The Eritrean society has a tradition that addresses different socio-economic issues and settles disputes peacefully in accordance with the age-long customary laws. Most of the customary laws in Eritrea have been codified, with some dating as far back as the 15th century. This tradition is embedded in the social fabric of the Eritrean society and is part of the rich Eritrean cultural heritage. Considering the need to maintain the indigenous social values, on the one hand, and the need to cope with the dynamics of the socio-economic, political and cultural developments, on the other, it is necessary that the customary rules and procedures are adapted.

Mr. Aman further said “the feedback was very inspiring and we can understand how important and effective it was from the opinions we received, questions raised at the seminars and the number of participants.”

One of the programs conducted by judges and prosecutors was the pro-bono legal service, which aimed to help people have a clear understanding of their legal issues, to promote awareness on how the legal system works, to help people make better decisions by anticipating and avoiding problems and to help them understand the type of legal support they need and how to get it. As it is the MoJ’s primary task to ensure access to justice, the pro-bono legal service was offered freely throughout the country.

A special program concerning legal issues was also given to Eritrean citizens who reside abroad as part of the Law Week. Experts from the MoJ gave briefings on issues that are of particular concern to the Eritrean Diaspora such as issues of nationality, the national service, customs regulations, the nominal Rehabilitation Tax for nationals in the Diaspora and their rights and obligations in relation to personal cases. This outreach program was significant in such a way that it signals the level of attention given to the needs and concerns of citizens abroad.

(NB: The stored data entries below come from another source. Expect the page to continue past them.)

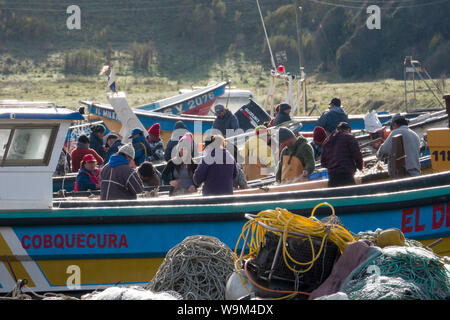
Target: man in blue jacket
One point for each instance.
(96, 140)
(141, 146)
(225, 120)
(330, 119)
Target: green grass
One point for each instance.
(44, 79)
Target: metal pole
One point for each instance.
(404, 78)
(267, 37)
(299, 39)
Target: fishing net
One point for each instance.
(197, 268)
(400, 273)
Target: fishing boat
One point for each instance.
(67, 244)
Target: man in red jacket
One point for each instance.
(341, 156)
(80, 151)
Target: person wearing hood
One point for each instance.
(113, 143)
(140, 145)
(149, 175)
(217, 170)
(341, 156)
(88, 175)
(319, 137)
(411, 145)
(225, 121)
(179, 170)
(257, 154)
(330, 119)
(283, 114)
(296, 159)
(80, 151)
(178, 132)
(96, 140)
(118, 180)
(156, 151)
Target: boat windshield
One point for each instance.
(26, 145)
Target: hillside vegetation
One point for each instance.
(159, 47)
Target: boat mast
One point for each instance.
(267, 37)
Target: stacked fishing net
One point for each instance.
(400, 273)
(197, 269)
(130, 293)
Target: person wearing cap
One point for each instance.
(217, 169)
(341, 156)
(225, 121)
(179, 171)
(296, 159)
(331, 118)
(319, 136)
(149, 175)
(178, 132)
(283, 114)
(80, 151)
(277, 109)
(88, 175)
(118, 180)
(113, 143)
(156, 150)
(141, 146)
(411, 145)
(257, 154)
(96, 140)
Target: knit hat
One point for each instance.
(261, 130)
(336, 102)
(155, 130)
(134, 132)
(319, 135)
(284, 134)
(284, 106)
(343, 126)
(219, 108)
(98, 128)
(83, 139)
(187, 137)
(127, 149)
(89, 158)
(179, 125)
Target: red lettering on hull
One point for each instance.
(60, 241)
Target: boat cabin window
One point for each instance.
(26, 145)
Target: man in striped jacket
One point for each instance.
(118, 180)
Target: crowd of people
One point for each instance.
(122, 171)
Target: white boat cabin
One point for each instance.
(32, 136)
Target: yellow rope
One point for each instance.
(282, 219)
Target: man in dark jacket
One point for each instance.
(217, 170)
(178, 131)
(113, 143)
(96, 140)
(118, 180)
(283, 114)
(330, 119)
(140, 145)
(80, 151)
(297, 158)
(225, 120)
(341, 156)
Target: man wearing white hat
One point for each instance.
(118, 180)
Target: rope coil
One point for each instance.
(284, 223)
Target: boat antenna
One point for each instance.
(267, 37)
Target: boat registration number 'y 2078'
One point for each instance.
(411, 221)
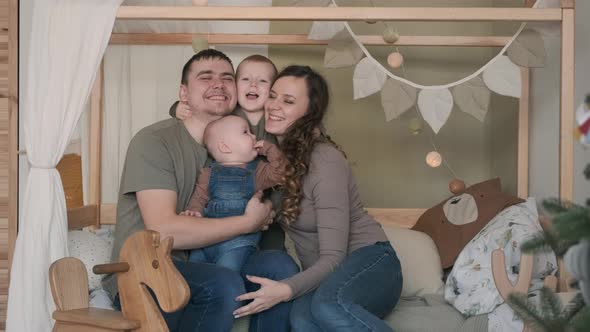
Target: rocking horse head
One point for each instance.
(150, 266)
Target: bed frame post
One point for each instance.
(13, 155)
(94, 184)
(566, 151)
(523, 135)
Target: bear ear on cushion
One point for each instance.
(455, 221)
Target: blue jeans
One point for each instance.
(215, 288)
(232, 253)
(363, 289)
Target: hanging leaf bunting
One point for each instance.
(396, 98)
(473, 97)
(342, 51)
(367, 79)
(528, 49)
(503, 77)
(435, 107)
(325, 30)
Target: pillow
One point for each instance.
(470, 286)
(419, 259)
(455, 221)
(91, 249)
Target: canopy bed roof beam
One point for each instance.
(263, 39)
(337, 13)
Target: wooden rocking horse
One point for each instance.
(144, 261)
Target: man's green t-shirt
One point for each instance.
(161, 156)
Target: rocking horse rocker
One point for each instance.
(144, 261)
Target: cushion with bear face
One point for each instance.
(455, 221)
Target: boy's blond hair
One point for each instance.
(257, 58)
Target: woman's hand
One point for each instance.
(183, 111)
(259, 214)
(270, 293)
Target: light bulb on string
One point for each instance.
(200, 44)
(395, 60)
(433, 159)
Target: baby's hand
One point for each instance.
(183, 111)
(191, 213)
(259, 145)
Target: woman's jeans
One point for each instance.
(214, 290)
(363, 289)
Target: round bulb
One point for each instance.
(390, 35)
(200, 44)
(395, 60)
(433, 159)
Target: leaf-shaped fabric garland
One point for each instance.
(473, 97)
(435, 107)
(528, 49)
(503, 77)
(396, 98)
(342, 51)
(368, 78)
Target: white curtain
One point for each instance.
(68, 39)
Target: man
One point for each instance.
(161, 168)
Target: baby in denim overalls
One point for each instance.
(225, 187)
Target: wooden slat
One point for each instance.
(406, 218)
(567, 106)
(336, 14)
(262, 39)
(82, 217)
(523, 135)
(95, 148)
(108, 214)
(13, 126)
(571, 4)
(566, 151)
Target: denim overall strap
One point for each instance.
(230, 188)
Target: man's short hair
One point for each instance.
(204, 54)
(258, 58)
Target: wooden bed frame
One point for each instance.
(96, 213)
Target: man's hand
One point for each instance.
(270, 293)
(183, 111)
(259, 145)
(191, 213)
(259, 214)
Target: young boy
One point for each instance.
(224, 188)
(254, 77)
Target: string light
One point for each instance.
(433, 159)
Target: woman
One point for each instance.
(351, 275)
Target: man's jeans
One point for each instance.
(215, 288)
(363, 289)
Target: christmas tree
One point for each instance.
(568, 237)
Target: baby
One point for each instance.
(254, 77)
(224, 188)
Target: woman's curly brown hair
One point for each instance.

Different research papers were also presented on law and nation building, Eritrea and international law, implementation of the major Codes of the 2015, technology and administration of justice and drafting and consolidation of laws. This has demonstrated the capacity of the young lawyers, who make up the backbone of the MoJ’s staff. The average age of the MoJ’s personnel is 35 with an average work experience of eight years.

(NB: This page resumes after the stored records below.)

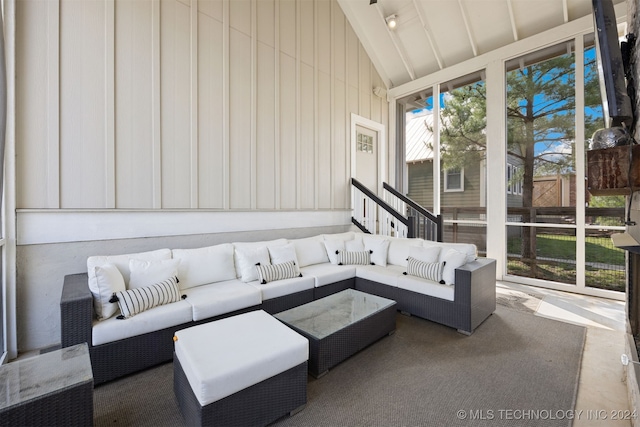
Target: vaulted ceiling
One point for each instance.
(434, 34)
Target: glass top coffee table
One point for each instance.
(340, 325)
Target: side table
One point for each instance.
(51, 389)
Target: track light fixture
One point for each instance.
(391, 21)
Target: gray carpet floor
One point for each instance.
(516, 369)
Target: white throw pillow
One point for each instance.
(108, 280)
(244, 246)
(399, 249)
(452, 259)
(205, 265)
(334, 247)
(246, 260)
(310, 251)
(469, 249)
(379, 248)
(425, 254)
(121, 262)
(282, 254)
(273, 272)
(147, 273)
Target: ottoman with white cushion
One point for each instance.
(248, 369)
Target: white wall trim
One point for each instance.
(9, 253)
(63, 226)
(53, 104)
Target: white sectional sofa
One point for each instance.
(223, 280)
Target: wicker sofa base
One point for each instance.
(475, 300)
(285, 302)
(261, 404)
(333, 288)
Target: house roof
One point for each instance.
(419, 137)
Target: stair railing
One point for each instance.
(373, 215)
(426, 225)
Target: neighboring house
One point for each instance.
(463, 188)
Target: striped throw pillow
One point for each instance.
(354, 258)
(272, 272)
(134, 301)
(426, 270)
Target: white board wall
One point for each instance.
(133, 115)
(168, 104)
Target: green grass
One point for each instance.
(597, 249)
(552, 249)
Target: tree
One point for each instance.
(540, 124)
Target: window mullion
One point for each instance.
(580, 169)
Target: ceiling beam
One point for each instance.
(427, 32)
(397, 43)
(472, 40)
(512, 18)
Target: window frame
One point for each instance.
(445, 188)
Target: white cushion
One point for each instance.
(101, 296)
(107, 281)
(282, 254)
(326, 274)
(161, 317)
(271, 272)
(122, 261)
(246, 259)
(452, 259)
(205, 265)
(244, 246)
(376, 273)
(334, 247)
(135, 301)
(310, 251)
(147, 273)
(354, 245)
(220, 298)
(425, 254)
(426, 287)
(347, 235)
(284, 287)
(379, 247)
(399, 249)
(226, 356)
(467, 248)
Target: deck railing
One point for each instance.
(373, 215)
(426, 225)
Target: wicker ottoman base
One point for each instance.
(260, 404)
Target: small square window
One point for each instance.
(454, 180)
(364, 143)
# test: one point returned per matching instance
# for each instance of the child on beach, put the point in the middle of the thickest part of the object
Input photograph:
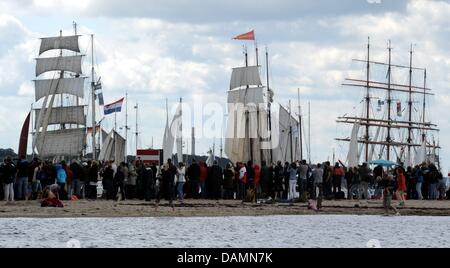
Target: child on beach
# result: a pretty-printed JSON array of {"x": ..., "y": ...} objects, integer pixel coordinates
[{"x": 388, "y": 185}]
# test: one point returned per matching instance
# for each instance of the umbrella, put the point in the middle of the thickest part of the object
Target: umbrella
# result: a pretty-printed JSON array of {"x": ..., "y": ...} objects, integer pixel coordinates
[{"x": 381, "y": 162}]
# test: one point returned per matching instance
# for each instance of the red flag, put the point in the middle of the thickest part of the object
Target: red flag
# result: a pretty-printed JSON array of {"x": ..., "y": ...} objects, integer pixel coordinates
[{"x": 246, "y": 36}]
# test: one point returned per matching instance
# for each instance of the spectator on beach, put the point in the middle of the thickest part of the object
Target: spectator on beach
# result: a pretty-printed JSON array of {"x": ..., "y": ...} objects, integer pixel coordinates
[
  {"x": 401, "y": 187},
  {"x": 364, "y": 178},
  {"x": 318, "y": 184},
  {"x": 119, "y": 181},
  {"x": 242, "y": 180},
  {"x": 180, "y": 181},
  {"x": 228, "y": 182},
  {"x": 302, "y": 178},
  {"x": 203, "y": 177},
  {"x": 215, "y": 177},
  {"x": 194, "y": 176},
  {"x": 278, "y": 181},
  {"x": 148, "y": 182},
  {"x": 51, "y": 197},
  {"x": 388, "y": 185},
  {"x": 418, "y": 176},
  {"x": 61, "y": 179},
  {"x": 107, "y": 175},
  {"x": 292, "y": 181},
  {"x": 338, "y": 174},
  {"x": 8, "y": 173},
  {"x": 257, "y": 181},
  {"x": 22, "y": 178},
  {"x": 91, "y": 188},
  {"x": 264, "y": 180},
  {"x": 130, "y": 184}
]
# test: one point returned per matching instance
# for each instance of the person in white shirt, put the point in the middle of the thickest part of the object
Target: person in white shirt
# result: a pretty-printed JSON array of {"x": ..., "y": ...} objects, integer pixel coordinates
[{"x": 181, "y": 180}]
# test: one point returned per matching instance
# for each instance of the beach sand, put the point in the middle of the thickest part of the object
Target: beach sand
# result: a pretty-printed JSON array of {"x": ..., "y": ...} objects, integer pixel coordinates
[{"x": 208, "y": 208}]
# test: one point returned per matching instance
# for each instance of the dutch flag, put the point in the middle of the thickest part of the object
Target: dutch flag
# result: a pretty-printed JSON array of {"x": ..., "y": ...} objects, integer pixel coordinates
[{"x": 115, "y": 107}]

A program targeting students from elementary to secondary school level was also part of the events organized for the Law Week. This was conducted to educate the students about what is right or wrong under the law. Although children under 12 cannot be held accountable for criminal cases, they still need to understand the acceptable and unacceptable behaviors within the community they live because these cases will be categorized into legal and illegal matters when they turn 18 with attendant labilities for indictment if when committed thereafter.

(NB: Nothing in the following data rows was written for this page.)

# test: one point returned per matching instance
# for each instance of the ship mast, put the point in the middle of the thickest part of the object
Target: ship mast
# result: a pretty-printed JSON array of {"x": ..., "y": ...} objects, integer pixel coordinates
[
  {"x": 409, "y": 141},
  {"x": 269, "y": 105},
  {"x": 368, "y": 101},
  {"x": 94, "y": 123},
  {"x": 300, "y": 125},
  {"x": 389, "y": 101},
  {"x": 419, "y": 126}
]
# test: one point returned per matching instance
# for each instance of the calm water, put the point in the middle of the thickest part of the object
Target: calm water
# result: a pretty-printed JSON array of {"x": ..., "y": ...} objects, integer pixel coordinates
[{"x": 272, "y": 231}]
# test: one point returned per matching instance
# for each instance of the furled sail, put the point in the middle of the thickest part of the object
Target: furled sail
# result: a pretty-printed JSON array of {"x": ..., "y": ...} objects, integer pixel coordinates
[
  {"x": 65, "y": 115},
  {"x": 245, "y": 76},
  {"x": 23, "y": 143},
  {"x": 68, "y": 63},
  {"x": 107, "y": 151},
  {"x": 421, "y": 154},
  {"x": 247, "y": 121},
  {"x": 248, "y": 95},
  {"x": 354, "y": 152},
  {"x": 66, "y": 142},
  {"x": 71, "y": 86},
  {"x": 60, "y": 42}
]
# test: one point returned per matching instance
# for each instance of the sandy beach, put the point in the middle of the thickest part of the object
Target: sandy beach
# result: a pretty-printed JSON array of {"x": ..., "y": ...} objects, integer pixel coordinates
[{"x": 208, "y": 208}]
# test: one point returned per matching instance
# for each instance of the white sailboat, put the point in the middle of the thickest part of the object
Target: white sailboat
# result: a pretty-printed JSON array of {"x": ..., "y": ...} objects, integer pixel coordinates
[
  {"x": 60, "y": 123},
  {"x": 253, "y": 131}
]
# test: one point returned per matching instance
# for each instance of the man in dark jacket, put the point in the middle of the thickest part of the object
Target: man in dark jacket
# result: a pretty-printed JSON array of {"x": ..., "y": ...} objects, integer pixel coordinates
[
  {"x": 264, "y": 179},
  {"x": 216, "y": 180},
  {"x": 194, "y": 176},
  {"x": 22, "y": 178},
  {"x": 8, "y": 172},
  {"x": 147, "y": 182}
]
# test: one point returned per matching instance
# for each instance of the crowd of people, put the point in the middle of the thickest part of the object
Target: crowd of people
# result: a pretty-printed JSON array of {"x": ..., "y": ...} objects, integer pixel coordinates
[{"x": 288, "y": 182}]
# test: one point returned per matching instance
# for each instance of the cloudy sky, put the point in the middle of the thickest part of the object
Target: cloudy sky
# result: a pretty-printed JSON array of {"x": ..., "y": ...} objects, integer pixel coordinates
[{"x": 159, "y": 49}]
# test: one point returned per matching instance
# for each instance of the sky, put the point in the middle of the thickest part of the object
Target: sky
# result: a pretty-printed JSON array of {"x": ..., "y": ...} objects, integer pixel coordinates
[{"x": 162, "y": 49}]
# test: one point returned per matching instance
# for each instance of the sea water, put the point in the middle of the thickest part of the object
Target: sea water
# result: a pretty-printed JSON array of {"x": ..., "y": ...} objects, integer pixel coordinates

An exhibition was also organized at the premises of the MoJ by interested citizens and institutions, including Mr. Fitsum’s documents of customary laws and colonial period legal documents. This has demonstrated the cycle of legal documentation, the structure of the MoJ, the newly drafted legal codes of Eritrea, among others. The social activities conducted included planting trees, cycling competition and blood donation.

Regarding future plans of the MoJ, Mr. Aman said that in addition to programs that are aired on radio and television and articles published in the newspaper, the MoJ is considering producing drama aimed at raising the public’s awareness about legal matters. To extend pro-bono legal services, the MoJ is also considering the introduction of legal service clinics.

The Law Week, the first of its kind in Eritrea, will continue to be held in a better organized fashion with a view to reaching out more people.